[systemd-devel] daemon-reload seems racy

Mon Jan 20 08:00:31 PST 2014

2014/1/20 Colin Guthrie <gmane at colin.guthr.ie>:
> CC'ing Zbigniew as he's working on the Fedora bug AFAIK.
>
> 'Twas brillig, and Lennart Poettering at 20/01/14 12:37 did gyre and gimble:
>> On Thu, 16.01.14 12:28, Colin Guthrie (gmane at colin.guthr.ie) wrote:
>>
>>>
>>> 'Twas brillig, and Colin Guthrie at 14/01/14 13:28 did gyre and gimble:
>>>> 3. Some sort of kernel trigger for me today led it to run two reexecs
>>>> quite quickly and triggered this problem randomly during runtime. This
>>>> *might* have come in via "telinit u" instead. It doesn't appear that the
>>>> kernel actually execs telinit directly but perhaps userspace can react
>>>> on it in some way?
>>>
>>> OK, this, it turns out is a result of running prelink via cron.
>>>
>>> The prelink package we (Mageia) have is basically the same as the Fedora
>>> one. It has a cronjob which calls "telinit u" but the prelink binary
>>> itself calls "/sbin/init U" which does the same thing, thus two
>>> daemon-reexecs in rapid succession which triggers this bug.
>>>
>>> For now I've disabled the "telinit u" call in prelink, but the real
>>> trick would be fixing the bug/race in serialisation :)
>>
>> Hmm, so, normally PID 1 should not accept new requests after the
>> deserialization of the first reexec is complete.
>>
>> Let me sumarize this a bit:
>>
>> Is this about reexec or reload? Or both?
>
> I was confused at first, but it seems "both" in the end. See here for a
> reproduction case involving either (tho' reload requires a --no-block
> param to trigger):
>
> https://bugzilla.redhat.com/show_bug.cgi?id=1043212#c20
>
>> This is supposed to trigger the issue? "systemctl daemon-reexec ;
>> systemctl daemon-reexec"? What precisely goes bad afterwards? Does this
>> always trigger the issue or only sometimes?
>
> On my system it's pretty reliable and will trigger it every time. It
> might need a setup where loading the serialised state triggers a few
> jobs to make it take longer. e.g. on my setup the Type=oneshot units
> were all rerun when reloading the state (which actually seems wrong to
> me - e.g. my alsa-restore.service job kicked in again which made an
> in-progress VoIP call weird by suddenly changing my Headphones port back
> to Speakers!! - I've since started using the alsa-state daemon instead
> which mitigates things, but re-running oneshot's seems wrong no?)
>
>> What version are you using?

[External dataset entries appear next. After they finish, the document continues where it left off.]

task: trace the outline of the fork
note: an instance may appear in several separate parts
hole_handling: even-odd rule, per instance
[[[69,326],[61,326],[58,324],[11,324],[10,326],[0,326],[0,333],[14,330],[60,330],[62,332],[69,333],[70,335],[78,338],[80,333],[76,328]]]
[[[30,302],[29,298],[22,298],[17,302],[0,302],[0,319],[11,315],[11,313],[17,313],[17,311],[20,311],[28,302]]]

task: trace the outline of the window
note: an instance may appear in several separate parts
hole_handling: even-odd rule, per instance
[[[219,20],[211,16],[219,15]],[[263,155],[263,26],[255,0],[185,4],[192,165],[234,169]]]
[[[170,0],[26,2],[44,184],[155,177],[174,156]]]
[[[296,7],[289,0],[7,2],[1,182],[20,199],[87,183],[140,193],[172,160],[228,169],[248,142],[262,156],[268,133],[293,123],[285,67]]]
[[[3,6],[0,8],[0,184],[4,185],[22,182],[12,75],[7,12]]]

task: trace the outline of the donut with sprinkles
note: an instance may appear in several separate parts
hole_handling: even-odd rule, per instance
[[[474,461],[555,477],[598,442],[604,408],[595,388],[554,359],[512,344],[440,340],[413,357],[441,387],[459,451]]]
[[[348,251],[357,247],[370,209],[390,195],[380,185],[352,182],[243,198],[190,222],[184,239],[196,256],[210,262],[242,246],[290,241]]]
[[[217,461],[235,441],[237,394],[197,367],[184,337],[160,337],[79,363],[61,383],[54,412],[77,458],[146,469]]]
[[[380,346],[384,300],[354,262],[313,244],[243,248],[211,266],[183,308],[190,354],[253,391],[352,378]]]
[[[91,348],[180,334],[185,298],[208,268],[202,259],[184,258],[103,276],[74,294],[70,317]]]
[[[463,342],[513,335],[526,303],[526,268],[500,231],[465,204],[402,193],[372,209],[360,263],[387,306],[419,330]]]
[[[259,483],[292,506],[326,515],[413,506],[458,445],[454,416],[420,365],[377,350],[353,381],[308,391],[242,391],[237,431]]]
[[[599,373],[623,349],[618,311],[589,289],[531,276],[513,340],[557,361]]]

Can you reproduce the issue on git?
>
> It's almost identical to the fedora 20 version - 208 + lots of patches.
>
> Not tried latest git yet I'm afraid, but as it also apparently affects
> fedora 20 (see above bug) I'm guessing you'll need something backported
> anyway and I'm not sure if there is any specific fix (although the sdbus
> port might have fixed it indirectly if it doesn't occur any more)

fwiw: I just tested with a (quiet recent) git version and I can't reproduce it.
note that this is on archlinux, without any sysv compat stuff.